Appeal from an order of the Surrogate’s Court, Niagara County (Sara S. Sperrazza, S.), entered February 28, 2007. The order approved the final account of respondent David S. Broderick, Niagara County Public Administrator, as modified by the allowance of attorney’s fees and disbursements to petitioner’s attorney.
It is hereby ordered that the order so appealed from is unanimously affirmed without costs.
Memorandum: Anne M. Costantino (decedent) and objectant, one of her daughters, opened three joint bank accounts with right of survivorship. After decedent died, respondent, as Niagara County Public Administrator and the fiduciary of decedent’s estate, determined that the accounts were convenience accounts and that the sum of $5,499.68 removed by objectant from the joint accounts rightfully belonged to the estate. Objectant previously appealed from an order granting in part the motion of petitioner, who was also decedent’s daughter, seeking summary *1413judgment dismissing the objections filed by objectant to the petition for judicial settlement of the account of proceedings. We modified the order “by providing that the issues to be determined at the hearing with respect to objection No. 4[, concerning the expenditures presently at issue,] are whether a joint tenancy with right of survivorship was created and, if it is determined that no such tenancy was created, whether the expenditures in question were on behalf of decedent’s estate” (Matter of Costantino, 31 AD3d 1097, 1099 [2006]).
■ Following a hearing, Surrogate’s Court determined that the accounts were indeed convenience accounts, that the expenditures made by objectant were for her personal benefit and that a setoff against objectant’s share of the estate was appropriate. Because the work of petitioner’s attorney had increased the size of the estate to the benefit of all beneficiaries, the Surrogate also awarded attorney’s fees and disbursements to petitioner’s attorney as an estate expense.

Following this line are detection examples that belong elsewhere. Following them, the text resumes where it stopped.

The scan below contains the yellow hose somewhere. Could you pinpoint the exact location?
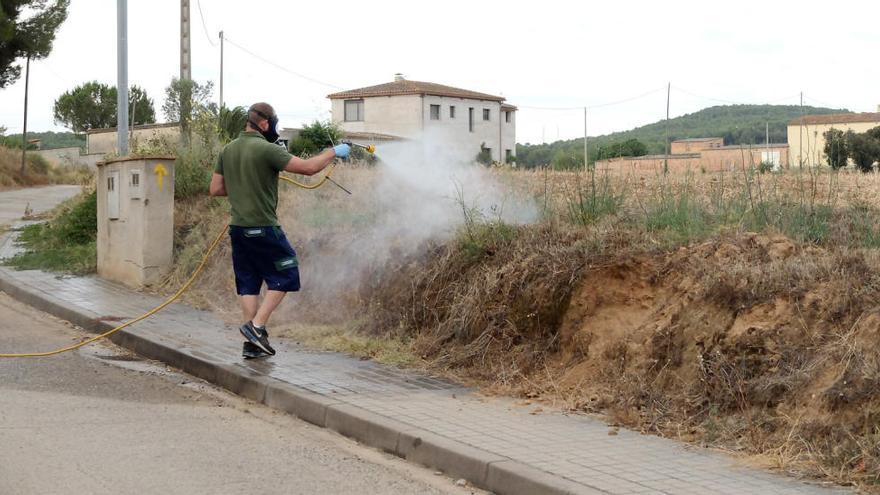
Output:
[0,166,333,358]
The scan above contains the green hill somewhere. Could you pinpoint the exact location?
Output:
[516,105,848,168]
[3,131,86,150]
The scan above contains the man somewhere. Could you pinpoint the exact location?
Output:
[210,103,351,358]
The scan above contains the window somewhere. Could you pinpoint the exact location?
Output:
[345,100,364,122]
[761,151,781,169]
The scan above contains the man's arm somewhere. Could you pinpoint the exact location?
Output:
[208,172,226,196]
[284,144,351,175]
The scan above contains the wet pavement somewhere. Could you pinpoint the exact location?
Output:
[0,186,849,495]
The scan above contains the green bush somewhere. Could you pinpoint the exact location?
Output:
[566,168,626,226]
[4,192,98,275]
[288,120,342,156]
[174,147,217,200]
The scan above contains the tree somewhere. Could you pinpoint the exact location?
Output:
[54,81,156,132]
[596,138,648,160]
[823,128,849,170]
[217,106,247,142]
[0,0,70,89]
[126,86,156,125]
[289,120,342,156]
[476,143,492,165]
[846,129,880,173]
[162,77,214,127]
[550,149,584,170]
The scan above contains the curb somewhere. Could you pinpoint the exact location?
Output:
[0,269,609,495]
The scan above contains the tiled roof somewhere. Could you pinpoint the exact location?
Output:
[327,79,504,101]
[673,138,724,143]
[789,112,880,125]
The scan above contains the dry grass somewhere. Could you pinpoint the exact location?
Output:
[0,146,94,188]
[169,168,880,491]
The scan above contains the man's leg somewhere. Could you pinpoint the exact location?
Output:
[251,290,287,327]
[238,296,260,322]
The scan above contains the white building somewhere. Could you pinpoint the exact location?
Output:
[328,74,516,162]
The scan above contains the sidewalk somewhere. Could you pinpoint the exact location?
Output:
[0,233,850,495]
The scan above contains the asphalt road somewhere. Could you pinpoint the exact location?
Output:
[0,293,475,495]
[0,186,82,225]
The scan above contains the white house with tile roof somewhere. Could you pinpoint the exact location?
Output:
[328,74,516,162]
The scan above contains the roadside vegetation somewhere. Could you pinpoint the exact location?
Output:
[516,105,847,169]
[4,191,97,275]
[0,146,93,189]
[174,158,880,492]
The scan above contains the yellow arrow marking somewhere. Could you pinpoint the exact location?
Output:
[153,163,168,191]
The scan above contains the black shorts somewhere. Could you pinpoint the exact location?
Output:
[229,225,299,296]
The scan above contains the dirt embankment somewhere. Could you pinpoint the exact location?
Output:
[369,227,880,489]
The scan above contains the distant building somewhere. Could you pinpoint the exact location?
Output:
[86,122,180,155]
[596,137,789,172]
[669,138,724,155]
[328,74,517,162]
[788,108,880,166]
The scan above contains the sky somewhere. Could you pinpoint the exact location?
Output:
[0,0,880,143]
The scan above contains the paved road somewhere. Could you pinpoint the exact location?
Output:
[0,186,82,225]
[0,293,482,495]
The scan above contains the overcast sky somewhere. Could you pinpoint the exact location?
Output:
[0,0,880,143]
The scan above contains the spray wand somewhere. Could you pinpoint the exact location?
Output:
[316,139,376,196]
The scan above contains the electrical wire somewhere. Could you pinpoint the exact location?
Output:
[223,35,343,89]
[517,86,666,111]
[196,0,217,48]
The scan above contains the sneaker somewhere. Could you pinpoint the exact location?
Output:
[241,342,268,359]
[238,321,275,356]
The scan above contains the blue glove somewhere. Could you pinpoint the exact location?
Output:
[333,143,351,158]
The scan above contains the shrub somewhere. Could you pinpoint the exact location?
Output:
[4,191,98,274]
[174,147,217,200]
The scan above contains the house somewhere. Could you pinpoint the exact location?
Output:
[788,110,880,166]
[328,74,517,163]
[86,122,180,155]
[596,137,789,172]
[669,138,724,155]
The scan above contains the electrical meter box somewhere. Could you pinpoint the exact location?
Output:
[97,156,174,288]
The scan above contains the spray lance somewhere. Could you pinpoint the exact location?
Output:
[325,139,376,195]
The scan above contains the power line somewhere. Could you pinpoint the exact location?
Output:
[517,87,666,111]
[196,0,217,47]
[804,94,846,108]
[223,35,343,89]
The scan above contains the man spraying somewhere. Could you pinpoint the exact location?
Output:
[210,103,351,358]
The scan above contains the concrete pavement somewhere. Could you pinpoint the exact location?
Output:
[0,187,848,495]
[0,293,482,495]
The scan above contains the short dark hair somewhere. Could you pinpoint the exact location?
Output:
[248,102,275,123]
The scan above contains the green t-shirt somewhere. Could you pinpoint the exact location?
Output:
[214,132,292,227]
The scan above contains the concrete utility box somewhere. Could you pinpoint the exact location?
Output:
[97,156,174,287]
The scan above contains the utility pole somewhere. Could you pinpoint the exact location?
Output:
[116,0,128,156]
[663,82,672,174]
[220,31,223,108]
[180,0,192,144]
[180,0,192,80]
[21,53,31,175]
[584,107,590,170]
[798,91,804,168]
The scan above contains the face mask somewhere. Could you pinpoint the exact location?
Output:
[248,110,279,143]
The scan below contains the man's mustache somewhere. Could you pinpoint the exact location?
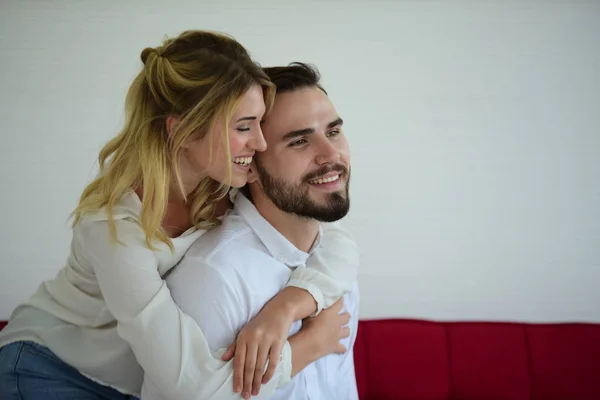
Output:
[303,163,348,182]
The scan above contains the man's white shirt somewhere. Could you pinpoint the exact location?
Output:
[142,192,359,400]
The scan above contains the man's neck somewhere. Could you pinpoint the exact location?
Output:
[252,195,319,253]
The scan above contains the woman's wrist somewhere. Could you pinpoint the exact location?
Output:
[288,330,323,378]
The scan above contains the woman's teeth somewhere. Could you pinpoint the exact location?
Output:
[233,157,252,166]
[308,175,340,185]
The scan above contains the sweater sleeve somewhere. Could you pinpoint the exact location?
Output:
[74,219,291,400]
[287,222,360,315]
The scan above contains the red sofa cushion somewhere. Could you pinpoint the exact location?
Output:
[355,319,600,400]
[0,319,600,400]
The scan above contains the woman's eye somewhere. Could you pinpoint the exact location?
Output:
[290,139,307,147]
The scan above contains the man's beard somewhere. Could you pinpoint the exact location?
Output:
[254,158,350,222]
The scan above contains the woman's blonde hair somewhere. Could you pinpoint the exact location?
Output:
[73,30,275,249]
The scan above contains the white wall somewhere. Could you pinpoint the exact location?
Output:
[0,0,600,322]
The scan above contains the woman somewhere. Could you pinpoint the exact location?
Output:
[0,31,358,400]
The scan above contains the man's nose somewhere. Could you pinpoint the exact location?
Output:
[316,140,340,165]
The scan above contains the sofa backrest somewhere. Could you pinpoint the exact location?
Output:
[354,319,600,400]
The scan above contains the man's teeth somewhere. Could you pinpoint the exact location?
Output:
[308,175,340,185]
[233,157,252,165]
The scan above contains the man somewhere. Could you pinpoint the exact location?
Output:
[148,64,358,400]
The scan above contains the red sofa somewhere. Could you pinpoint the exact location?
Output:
[0,319,600,400]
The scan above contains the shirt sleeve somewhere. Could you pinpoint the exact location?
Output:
[74,219,291,400]
[287,222,360,316]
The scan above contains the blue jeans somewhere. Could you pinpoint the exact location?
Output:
[0,341,136,400]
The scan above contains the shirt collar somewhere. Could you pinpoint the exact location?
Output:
[231,191,323,267]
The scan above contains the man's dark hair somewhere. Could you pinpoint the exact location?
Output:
[263,62,327,94]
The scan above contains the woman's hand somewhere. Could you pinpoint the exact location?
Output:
[302,299,350,359]
[222,287,316,399]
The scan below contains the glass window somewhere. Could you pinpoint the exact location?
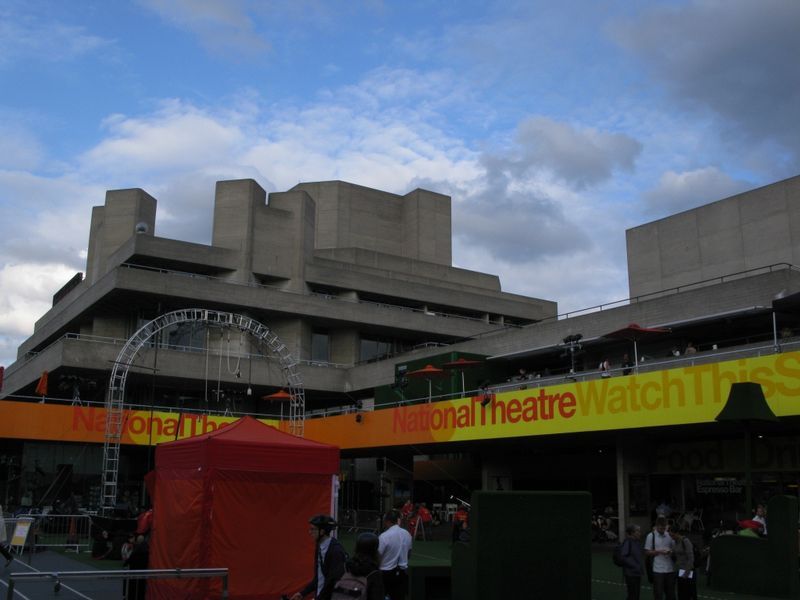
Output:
[311,331,331,362]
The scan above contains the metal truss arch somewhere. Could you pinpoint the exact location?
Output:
[102,308,306,514]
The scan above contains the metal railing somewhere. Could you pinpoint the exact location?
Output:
[5,513,92,552]
[6,568,228,600]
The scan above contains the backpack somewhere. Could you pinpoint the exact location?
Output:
[611,540,630,567]
[331,571,375,600]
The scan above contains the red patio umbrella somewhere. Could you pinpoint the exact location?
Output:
[406,365,444,402]
[442,356,483,396]
[602,323,672,369]
[36,371,47,398]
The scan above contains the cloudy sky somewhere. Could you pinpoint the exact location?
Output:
[0,0,800,365]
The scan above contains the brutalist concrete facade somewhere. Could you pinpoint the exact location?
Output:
[627,176,800,297]
[3,180,557,404]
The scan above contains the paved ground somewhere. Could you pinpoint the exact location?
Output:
[0,551,122,600]
[0,532,792,600]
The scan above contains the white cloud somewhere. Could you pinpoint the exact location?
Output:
[644,167,752,216]
[612,0,800,165]
[0,119,43,170]
[140,0,270,56]
[0,262,75,365]
[517,116,642,188]
[82,100,244,176]
[0,8,113,68]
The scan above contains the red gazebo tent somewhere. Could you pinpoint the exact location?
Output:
[147,417,339,600]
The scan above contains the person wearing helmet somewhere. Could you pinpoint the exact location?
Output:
[290,515,347,600]
[334,532,385,600]
[378,510,411,600]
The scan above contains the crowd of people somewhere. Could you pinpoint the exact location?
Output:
[614,504,767,600]
[289,510,412,600]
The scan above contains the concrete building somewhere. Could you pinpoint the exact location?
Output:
[0,177,800,536]
[3,180,556,410]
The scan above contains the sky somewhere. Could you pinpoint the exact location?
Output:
[0,0,800,365]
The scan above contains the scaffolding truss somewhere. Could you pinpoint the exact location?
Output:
[97,308,306,514]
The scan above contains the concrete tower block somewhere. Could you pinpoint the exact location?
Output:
[403,189,453,266]
[211,179,267,283]
[86,188,157,283]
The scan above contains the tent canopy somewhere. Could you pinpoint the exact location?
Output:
[152,417,339,600]
[156,416,339,474]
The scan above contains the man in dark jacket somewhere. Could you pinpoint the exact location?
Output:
[291,515,347,600]
[620,525,644,600]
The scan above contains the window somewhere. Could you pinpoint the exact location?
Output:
[311,331,331,362]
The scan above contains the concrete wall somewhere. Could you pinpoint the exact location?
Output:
[626,176,800,297]
[86,188,156,285]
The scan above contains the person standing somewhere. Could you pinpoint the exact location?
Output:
[597,357,611,377]
[669,528,697,600]
[644,517,675,600]
[291,515,347,600]
[620,525,644,600]
[378,510,411,600]
[0,506,14,567]
[334,531,386,600]
[622,352,633,375]
[123,535,150,600]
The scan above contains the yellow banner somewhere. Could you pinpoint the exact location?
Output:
[0,401,280,446]
[0,352,800,449]
[305,352,800,448]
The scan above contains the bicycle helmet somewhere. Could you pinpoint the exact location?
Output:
[355,531,380,557]
[308,515,336,533]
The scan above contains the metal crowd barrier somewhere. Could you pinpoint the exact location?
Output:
[6,568,228,600]
[6,514,92,552]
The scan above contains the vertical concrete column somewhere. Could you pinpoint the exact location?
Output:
[616,443,628,539]
[211,179,267,283]
[269,319,311,360]
[266,190,316,293]
[86,188,157,284]
[403,189,453,266]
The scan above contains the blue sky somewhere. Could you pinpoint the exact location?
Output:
[0,0,800,365]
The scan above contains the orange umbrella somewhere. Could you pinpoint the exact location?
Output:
[442,356,483,396]
[406,365,444,402]
[36,371,47,398]
[261,390,292,400]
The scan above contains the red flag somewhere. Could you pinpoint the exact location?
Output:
[36,371,47,396]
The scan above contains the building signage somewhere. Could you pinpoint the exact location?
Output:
[0,401,280,445]
[0,352,800,448]
[305,352,800,448]
[697,479,744,495]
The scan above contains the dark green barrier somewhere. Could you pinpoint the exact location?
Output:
[450,492,592,600]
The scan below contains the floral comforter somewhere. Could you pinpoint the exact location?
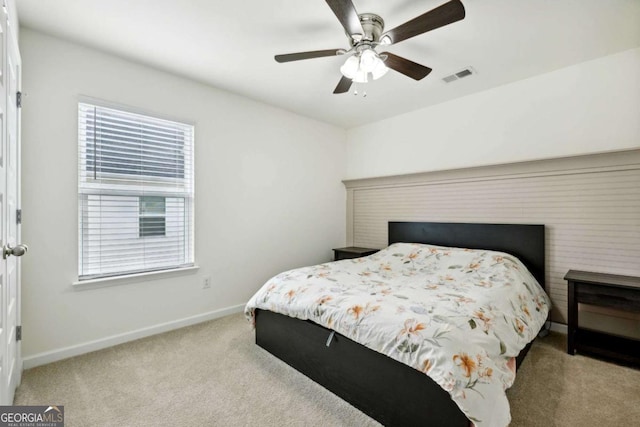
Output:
[245,243,550,426]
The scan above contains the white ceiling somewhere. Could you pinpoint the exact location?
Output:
[17,0,640,128]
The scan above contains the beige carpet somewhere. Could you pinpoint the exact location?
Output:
[15,314,640,427]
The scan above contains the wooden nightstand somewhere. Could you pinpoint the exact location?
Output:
[333,246,380,261]
[564,270,640,365]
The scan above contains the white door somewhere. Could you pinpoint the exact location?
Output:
[0,1,26,405]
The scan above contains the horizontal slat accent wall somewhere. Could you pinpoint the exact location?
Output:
[345,150,640,333]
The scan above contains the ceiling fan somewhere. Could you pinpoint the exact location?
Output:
[275,0,465,93]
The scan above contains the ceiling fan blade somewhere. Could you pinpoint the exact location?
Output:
[380,52,431,80]
[275,49,344,63]
[327,0,364,35]
[333,76,351,93]
[382,0,465,44]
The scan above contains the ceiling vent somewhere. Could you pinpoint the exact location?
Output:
[442,67,477,83]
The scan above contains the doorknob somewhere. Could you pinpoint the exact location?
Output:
[2,244,29,259]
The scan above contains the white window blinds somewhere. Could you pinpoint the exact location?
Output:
[78,103,194,280]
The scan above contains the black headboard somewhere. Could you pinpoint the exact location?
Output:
[389,222,545,288]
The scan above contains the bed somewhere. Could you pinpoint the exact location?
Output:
[248,222,548,426]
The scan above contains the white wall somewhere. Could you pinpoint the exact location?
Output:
[347,48,640,179]
[20,29,346,365]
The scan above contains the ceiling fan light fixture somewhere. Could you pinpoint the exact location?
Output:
[340,55,360,79]
[352,69,369,83]
[360,48,382,73]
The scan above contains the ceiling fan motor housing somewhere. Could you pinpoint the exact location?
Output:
[347,13,384,46]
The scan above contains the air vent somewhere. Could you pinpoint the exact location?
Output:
[442,67,476,83]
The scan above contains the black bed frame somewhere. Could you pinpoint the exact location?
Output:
[256,222,545,427]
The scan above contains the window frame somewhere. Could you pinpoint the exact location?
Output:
[74,96,197,284]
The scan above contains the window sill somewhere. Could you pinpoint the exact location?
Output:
[71,265,200,290]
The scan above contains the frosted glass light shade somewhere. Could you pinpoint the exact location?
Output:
[360,49,380,73]
[352,69,369,83]
[340,55,360,79]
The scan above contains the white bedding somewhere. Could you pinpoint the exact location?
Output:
[245,243,550,426]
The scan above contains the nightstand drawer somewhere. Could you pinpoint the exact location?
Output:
[576,283,640,311]
[333,246,379,261]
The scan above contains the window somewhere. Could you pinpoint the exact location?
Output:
[138,196,167,237]
[78,103,194,280]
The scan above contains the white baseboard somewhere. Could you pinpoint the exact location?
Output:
[22,304,245,369]
[551,322,568,335]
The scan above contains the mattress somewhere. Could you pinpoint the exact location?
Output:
[245,243,550,426]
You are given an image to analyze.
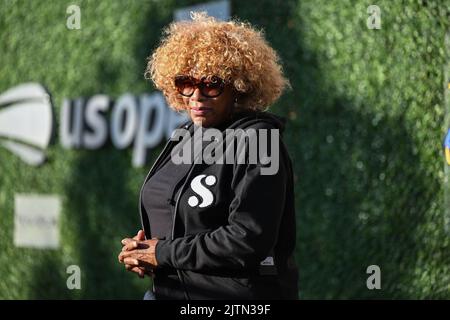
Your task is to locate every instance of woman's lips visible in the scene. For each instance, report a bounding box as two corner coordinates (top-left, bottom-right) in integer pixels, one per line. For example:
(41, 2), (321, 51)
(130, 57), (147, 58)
(191, 107), (212, 116)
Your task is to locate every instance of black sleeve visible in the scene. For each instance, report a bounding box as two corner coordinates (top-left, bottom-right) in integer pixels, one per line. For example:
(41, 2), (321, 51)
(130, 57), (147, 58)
(156, 124), (288, 271)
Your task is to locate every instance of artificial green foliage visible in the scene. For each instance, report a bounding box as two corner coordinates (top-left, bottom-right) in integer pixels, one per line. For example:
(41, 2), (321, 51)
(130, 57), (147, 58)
(0, 0), (450, 299)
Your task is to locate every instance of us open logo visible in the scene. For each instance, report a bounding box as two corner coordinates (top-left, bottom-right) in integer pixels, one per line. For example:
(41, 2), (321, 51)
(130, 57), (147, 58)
(0, 83), (53, 165)
(0, 83), (188, 167)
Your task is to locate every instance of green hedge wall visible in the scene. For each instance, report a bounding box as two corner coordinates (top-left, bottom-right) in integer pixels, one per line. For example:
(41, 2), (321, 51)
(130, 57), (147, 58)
(0, 0), (450, 299)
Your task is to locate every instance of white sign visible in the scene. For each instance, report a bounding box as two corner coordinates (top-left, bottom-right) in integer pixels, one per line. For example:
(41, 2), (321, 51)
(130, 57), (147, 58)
(14, 194), (61, 249)
(174, 0), (231, 21)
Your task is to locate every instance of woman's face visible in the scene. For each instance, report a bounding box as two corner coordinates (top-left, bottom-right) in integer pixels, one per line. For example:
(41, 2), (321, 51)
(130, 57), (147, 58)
(178, 76), (234, 128)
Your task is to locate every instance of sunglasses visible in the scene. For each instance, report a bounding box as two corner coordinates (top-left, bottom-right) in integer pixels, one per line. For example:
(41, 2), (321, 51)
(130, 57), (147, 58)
(175, 76), (225, 98)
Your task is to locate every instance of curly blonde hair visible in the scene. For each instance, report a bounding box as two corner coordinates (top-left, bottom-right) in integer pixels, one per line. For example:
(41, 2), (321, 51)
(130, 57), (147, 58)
(145, 12), (290, 111)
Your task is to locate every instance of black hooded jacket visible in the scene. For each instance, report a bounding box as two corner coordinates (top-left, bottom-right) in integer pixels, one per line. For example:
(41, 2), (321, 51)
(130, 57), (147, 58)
(139, 112), (298, 299)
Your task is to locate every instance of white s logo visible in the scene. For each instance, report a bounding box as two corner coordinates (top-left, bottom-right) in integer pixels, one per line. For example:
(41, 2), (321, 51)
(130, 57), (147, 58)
(188, 174), (217, 208)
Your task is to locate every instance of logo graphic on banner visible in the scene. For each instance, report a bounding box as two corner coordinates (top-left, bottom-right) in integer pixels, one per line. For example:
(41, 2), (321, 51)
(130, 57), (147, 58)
(0, 83), (53, 165)
(188, 174), (217, 208)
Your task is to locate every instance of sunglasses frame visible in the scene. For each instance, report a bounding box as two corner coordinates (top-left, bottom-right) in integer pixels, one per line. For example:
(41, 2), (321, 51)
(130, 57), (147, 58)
(175, 75), (225, 98)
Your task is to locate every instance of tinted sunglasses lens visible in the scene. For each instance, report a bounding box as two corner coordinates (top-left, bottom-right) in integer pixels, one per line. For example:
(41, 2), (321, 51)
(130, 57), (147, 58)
(201, 77), (223, 97)
(175, 77), (195, 96)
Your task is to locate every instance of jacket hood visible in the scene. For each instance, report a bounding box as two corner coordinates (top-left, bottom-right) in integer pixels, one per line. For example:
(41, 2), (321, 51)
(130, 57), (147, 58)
(229, 111), (286, 133)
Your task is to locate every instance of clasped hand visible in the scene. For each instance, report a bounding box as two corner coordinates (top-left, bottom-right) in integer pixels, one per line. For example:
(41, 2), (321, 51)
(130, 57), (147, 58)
(118, 230), (158, 278)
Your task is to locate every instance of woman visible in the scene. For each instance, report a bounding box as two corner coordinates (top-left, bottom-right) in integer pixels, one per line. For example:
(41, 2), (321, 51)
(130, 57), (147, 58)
(119, 13), (298, 299)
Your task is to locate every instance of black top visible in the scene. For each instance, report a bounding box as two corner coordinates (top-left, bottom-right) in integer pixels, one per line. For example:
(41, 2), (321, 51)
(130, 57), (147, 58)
(142, 160), (190, 239)
(142, 127), (206, 239)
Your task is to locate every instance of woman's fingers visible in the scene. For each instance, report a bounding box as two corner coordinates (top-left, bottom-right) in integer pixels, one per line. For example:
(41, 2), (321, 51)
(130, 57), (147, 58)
(123, 257), (139, 268)
(122, 239), (138, 251)
(133, 230), (145, 241)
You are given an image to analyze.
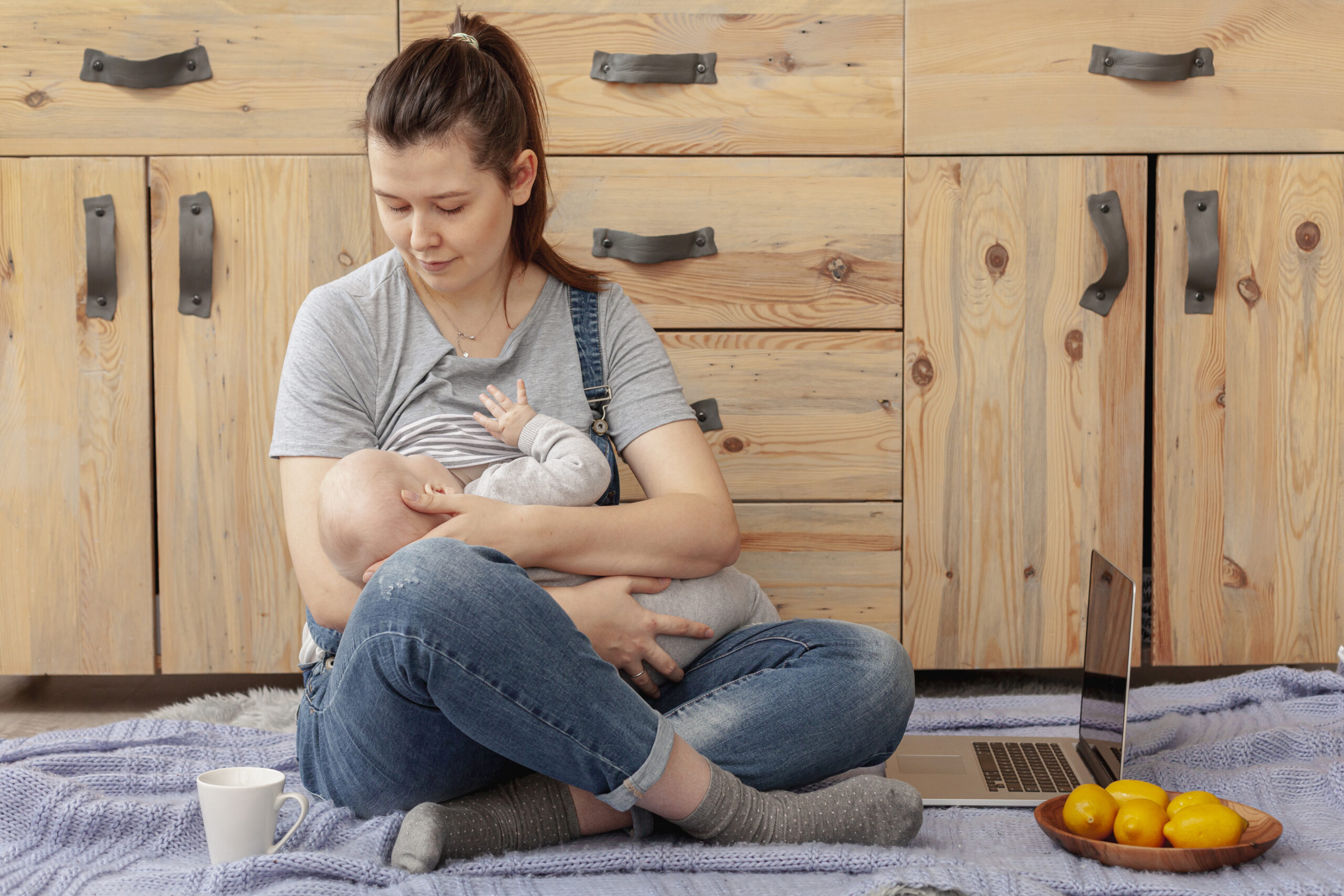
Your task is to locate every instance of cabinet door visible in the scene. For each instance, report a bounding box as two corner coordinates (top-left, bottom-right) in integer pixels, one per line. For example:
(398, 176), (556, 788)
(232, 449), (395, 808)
(149, 156), (384, 672)
(0, 159), (154, 674)
(902, 156), (1147, 668)
(1153, 156), (1344, 665)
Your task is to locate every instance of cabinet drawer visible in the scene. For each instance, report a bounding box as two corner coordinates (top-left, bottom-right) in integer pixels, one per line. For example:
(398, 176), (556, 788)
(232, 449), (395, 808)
(402, 0), (902, 156)
(0, 0), (396, 154)
(547, 157), (905, 329)
(735, 501), (900, 638)
(906, 0), (1344, 154)
(621, 332), (900, 501)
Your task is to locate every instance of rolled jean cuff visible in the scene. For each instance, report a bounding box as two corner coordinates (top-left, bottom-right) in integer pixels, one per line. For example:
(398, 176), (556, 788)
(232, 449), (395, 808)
(595, 716), (676, 811)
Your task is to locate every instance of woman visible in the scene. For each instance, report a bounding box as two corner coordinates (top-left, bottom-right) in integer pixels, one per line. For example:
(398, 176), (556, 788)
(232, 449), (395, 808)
(270, 15), (921, 870)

We agree with objectant that the Surrogate erred in applying the doctrine of judicial estoppel in determining that the accounts were convenience accounts. Although objectant had not listed the joint accounts as assets during unrelated divorce proceedings, her “silence ... is not sufficient to establish taking a position in the matrimonial action that was contrary to her current contention” (Mikkelson v Kessler, 50 AD3d 1443, 1444 [2008]). Furthermore, objectant testified that the matrimonial proceeding ended in a settlement and, generally, “a settlement does not constitute a judicial endorsement of either party’s claims or theories and thus does not provide the prior success necessary for judicial estoppel” (Manhattan Ave. Dev. Corp. v Meit, 224 AD2d 191, 192 [1996], lv denied 88 NY2d 803 [1996] [internal quotation marks omitted]; see Bates v Long Is. R. Co., 997 F2d 1028, 1032 [1993], cert denied 510 US 992 [1993]; cf. State Farm Mut. Auto. Ins. Co. v Chandler, 35 AD3d 588 [2006]).
Nevertheless, we conclude that the Surrogate properly determined that the accounts were convenience accounts. Petitioner rebutted the presumption of Banking Law § 675 by establishing “ ‘that the joint accounts] had been opened in that form as a matter of convenience only’ ” (Matter of Stalter, 270 AD2d 594, 596 [2000], lv denied 95 NY2d 760 [2000]; see Matter of Friedman, 104 AD2d 366, 367 [1984], affd 64 NY2d 743 [1984]; Matter of Camarda, 63 AD2d 837, 838 [1978]). Contrary to the final contentions of objectant, the Surrogate did not impose any sanctions for her purported misconduct in the unrelated matrimonial proceeding (see CPLR 3126), nor did the Sur*1414rogate abuse her discretion in awarding compensation to petitioner’s attorney for services he performed that ultimately benefitted the estate (see SCPA 2110 [1]; Matter of Cohen, 52 AD3d 1080, 1081 [2008]; Matter of Bellinger, 55 AD2d 448, 451-452 [1977]). Present—Hurlbutt, J.P., Centra, Fahey, Carni and Pine, JJ.